A vendor waits for customers at his fruit stall in Kuala Lumpur on 1 September 2021. (Photo: Mohd RASFAN / AFP)

Easier Monetary Policies Amid Covid-19: Maintain, Not Roll Back


Southeast Asia economies have maintained easier monetary policies to cushion the shock of the Covid-19 pandemic. Now that prices are trending upward, they should think twice before tightening the policies.

More than 18 months into the Covid-19 pandemic, Southeast Asian economies have sought to dampen the contractionary effects of the coronavirus by adopting easy monetary policies. This, however, has led to the rearing of inflation’s ugly head. Instead of tightening monetary policies, it might be better for countries to utilise cash transfers and other in-kind transfers to mitigate the effects of inflation.

ASEAN governments have mitigated the negative impacts of Covid-19 on households and firms through economic stimulus packages and easy monetary policies. An analysis of economic stimulus packages in ASEAN using data from the Asian Development Bank’s COVID-19 Policy Database reveals that the stimulus packages are mostly in the form of income support to smooth consumption of households as well as direct long-term lending to businesses to avoid bankruptcies. Central banks have also eased monetary policy by reducing the reserve requirement ratio and policy interest rate. For example, the reserve requirement ratio and policy rate have been cut by one percentage point each in Malaysia, whereas in the Philippines, the same rates have been cut by 1.8 and 2 percentage points, respectively. The introduction of easy monetary policy has also been observed in Indonesia, Laos, Myanmar, Thailand, and Vietnam. 

However, the resulting upward trend of inflation may put pressure on ASEAN central banks to tighten their monetary policies. The International Monetary Fund predicted in its World Economic Outlook in April 2021 that four ASEAN countries — Indonesia, Singapore, Myanmar and Vietnam — will face higher inflation in 2022. The inflation rate based on the consumer price index in Indonesia is projected to increase from 2.0 per cent in 2021 to 3.1 per cent in 2022. In the same period, Singapore’s inflation will rise from 0.2 to 0.8 per cent; Myanmar’s from 5.0 to 5.6 per cent; and Vietnam’s from 3.88 to 3.94 per cent. Inflation in other ASEAN countries are projected to remain the same or decline slightly from 2021 to 2022. 

If ASEAN central banks were to tighten their monetary policy to reduce inflation for the rest of 2021, we could expect a weaker economic recovery in the region.

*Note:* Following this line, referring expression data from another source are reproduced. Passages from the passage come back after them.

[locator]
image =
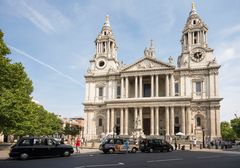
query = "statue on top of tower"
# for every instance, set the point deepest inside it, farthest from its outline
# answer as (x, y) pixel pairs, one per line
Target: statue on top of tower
(150, 52)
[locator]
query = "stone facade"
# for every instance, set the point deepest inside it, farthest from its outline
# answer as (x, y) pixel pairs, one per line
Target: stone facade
(157, 98)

An increase in food prices is one of the key drivers of inflation in the region. An analysis of the World Bank’s commodity prices reveals that the global agricultural commodity price index in June 2021 was 29 per cent higher than its pre-pandemic level in June 2019. Among three components of agricultural commodity prices, namely beverages, food, and raw materials (e.g. timber), food prices increased the fastest. The food price index rose by 39 per cent from June 2019 to June 2021, while beverages and raw materials rose by 17 per cent and 7 per cent, respectively. Maise, wheat and rice prices in June 2021 were about 50 per cent, 24 per cent and 11 per cent higher than June 2019 levels. Southeast Asia had also seen a spike in food price inflation from 2.1 per cent in 2019 to 3.3 per cent in 2020. The surge in food prices reflects strong demand and disruptions in supply chains due to Covid-19 related restrictions.  

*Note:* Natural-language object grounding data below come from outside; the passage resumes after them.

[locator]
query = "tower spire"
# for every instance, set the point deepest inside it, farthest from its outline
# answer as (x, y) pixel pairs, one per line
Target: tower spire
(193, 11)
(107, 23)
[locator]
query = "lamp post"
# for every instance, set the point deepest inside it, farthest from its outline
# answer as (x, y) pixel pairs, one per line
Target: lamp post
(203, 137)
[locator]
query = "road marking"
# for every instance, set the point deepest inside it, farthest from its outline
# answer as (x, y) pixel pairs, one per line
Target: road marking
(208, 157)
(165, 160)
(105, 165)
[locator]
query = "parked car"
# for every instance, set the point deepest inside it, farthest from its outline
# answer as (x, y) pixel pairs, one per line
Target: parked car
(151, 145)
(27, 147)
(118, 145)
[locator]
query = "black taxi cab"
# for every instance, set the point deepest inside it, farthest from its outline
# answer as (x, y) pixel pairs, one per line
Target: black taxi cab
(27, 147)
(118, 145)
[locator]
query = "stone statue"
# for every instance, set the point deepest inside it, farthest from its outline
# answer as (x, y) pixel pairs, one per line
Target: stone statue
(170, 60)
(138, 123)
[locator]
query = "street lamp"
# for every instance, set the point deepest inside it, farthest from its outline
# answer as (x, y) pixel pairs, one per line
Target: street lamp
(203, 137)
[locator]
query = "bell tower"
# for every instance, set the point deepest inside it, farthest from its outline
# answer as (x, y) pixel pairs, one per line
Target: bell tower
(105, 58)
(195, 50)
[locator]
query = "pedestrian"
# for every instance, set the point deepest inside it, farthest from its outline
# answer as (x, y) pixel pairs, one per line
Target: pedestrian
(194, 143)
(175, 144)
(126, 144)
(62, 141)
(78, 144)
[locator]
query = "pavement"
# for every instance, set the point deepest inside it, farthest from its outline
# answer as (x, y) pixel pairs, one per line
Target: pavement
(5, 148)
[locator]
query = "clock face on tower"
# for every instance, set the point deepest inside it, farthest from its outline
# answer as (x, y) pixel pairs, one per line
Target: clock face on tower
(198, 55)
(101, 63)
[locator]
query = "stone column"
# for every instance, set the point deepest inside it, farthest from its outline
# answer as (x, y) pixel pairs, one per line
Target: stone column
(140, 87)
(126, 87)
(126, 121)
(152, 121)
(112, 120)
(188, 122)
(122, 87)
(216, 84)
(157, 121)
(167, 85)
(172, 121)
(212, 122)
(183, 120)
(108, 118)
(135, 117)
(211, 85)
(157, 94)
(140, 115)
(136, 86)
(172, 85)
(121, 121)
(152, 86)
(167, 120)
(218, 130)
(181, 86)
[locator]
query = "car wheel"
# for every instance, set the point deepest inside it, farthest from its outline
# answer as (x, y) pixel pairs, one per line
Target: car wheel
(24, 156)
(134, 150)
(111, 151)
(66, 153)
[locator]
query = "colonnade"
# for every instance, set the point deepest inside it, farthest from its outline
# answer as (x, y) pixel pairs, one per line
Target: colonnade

While rising food prices can increase real incomes for households that are net sellers of food products, they can also reduce investor confidence and undercut incentives to save. The burden of high food prices can also fall disproportionately on the poor. Poorer households spend a larger proportion of their income on food, are more reliant on wage income, have less access to interest-bearing accounts, and are unlikely to have significant holdings of financial or real assets apart from cash. Moreover, in net food-importing countries, higher food prices may result in exchange rate depreciation, which can then compel central banks to tighten monetary policy. For example, during the 2007-2008 food price spike, about half of emerging and developing economies’ central banks responded to the surge in inflation and currency depreciation by tightening monetary policy.

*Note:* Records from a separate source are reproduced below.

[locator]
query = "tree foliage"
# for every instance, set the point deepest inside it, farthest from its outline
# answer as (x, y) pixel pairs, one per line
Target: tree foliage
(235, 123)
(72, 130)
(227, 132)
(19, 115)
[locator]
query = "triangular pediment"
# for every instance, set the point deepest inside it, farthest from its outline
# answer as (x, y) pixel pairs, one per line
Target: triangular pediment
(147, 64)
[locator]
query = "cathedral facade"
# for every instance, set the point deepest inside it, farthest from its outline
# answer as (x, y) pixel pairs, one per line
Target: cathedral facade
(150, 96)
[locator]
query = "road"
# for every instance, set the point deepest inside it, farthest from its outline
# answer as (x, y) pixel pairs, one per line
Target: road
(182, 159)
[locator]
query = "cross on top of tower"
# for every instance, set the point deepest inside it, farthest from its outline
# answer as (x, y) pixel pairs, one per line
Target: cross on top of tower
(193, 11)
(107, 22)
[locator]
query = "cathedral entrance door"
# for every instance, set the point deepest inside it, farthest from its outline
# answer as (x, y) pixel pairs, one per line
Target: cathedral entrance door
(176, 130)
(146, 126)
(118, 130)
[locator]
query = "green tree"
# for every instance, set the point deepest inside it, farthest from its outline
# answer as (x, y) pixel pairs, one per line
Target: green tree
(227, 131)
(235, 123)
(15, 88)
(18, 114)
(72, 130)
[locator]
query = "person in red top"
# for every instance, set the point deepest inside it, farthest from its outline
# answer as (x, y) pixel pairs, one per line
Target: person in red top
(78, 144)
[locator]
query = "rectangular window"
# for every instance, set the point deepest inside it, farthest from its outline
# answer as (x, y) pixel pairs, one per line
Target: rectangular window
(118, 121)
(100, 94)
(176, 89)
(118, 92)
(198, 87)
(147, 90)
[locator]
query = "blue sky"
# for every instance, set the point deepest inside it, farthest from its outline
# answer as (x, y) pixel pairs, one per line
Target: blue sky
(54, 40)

If ASEAN central banks were to tighten their monetary policy to reduce inflation for the rest of 2021, we could expect a weaker economic recovery in the region. Reserve requirement ratios and policy interest rates will be increased, and central banks’ financial asset purchases and direct lending to firms will decrease. Higher reserve requirement ratio and higher policy interest rates will increase the costs of bank lending, which discourages firms from borrowing from commercial banks. The contraction of loans will directly reduce financial capital for firms to sustain or expand the production of goods and services. High costs of borrowing and reduction in financial capital will reduce private investments, which will lead to an increase in unemployment rates and reduce household wage incomes. 

Instead of tightening monetary policy, targeted safety net interventions such as cash transfers as well as food and in-kind transfers can be more effective in mitigating the negative effects of food price inflation on poorer households. This should further boost households’ consumption while maintaining low-interest rates to provide low costs of borrowing for supporting firms’ recovery from the Covid-19 pandemic.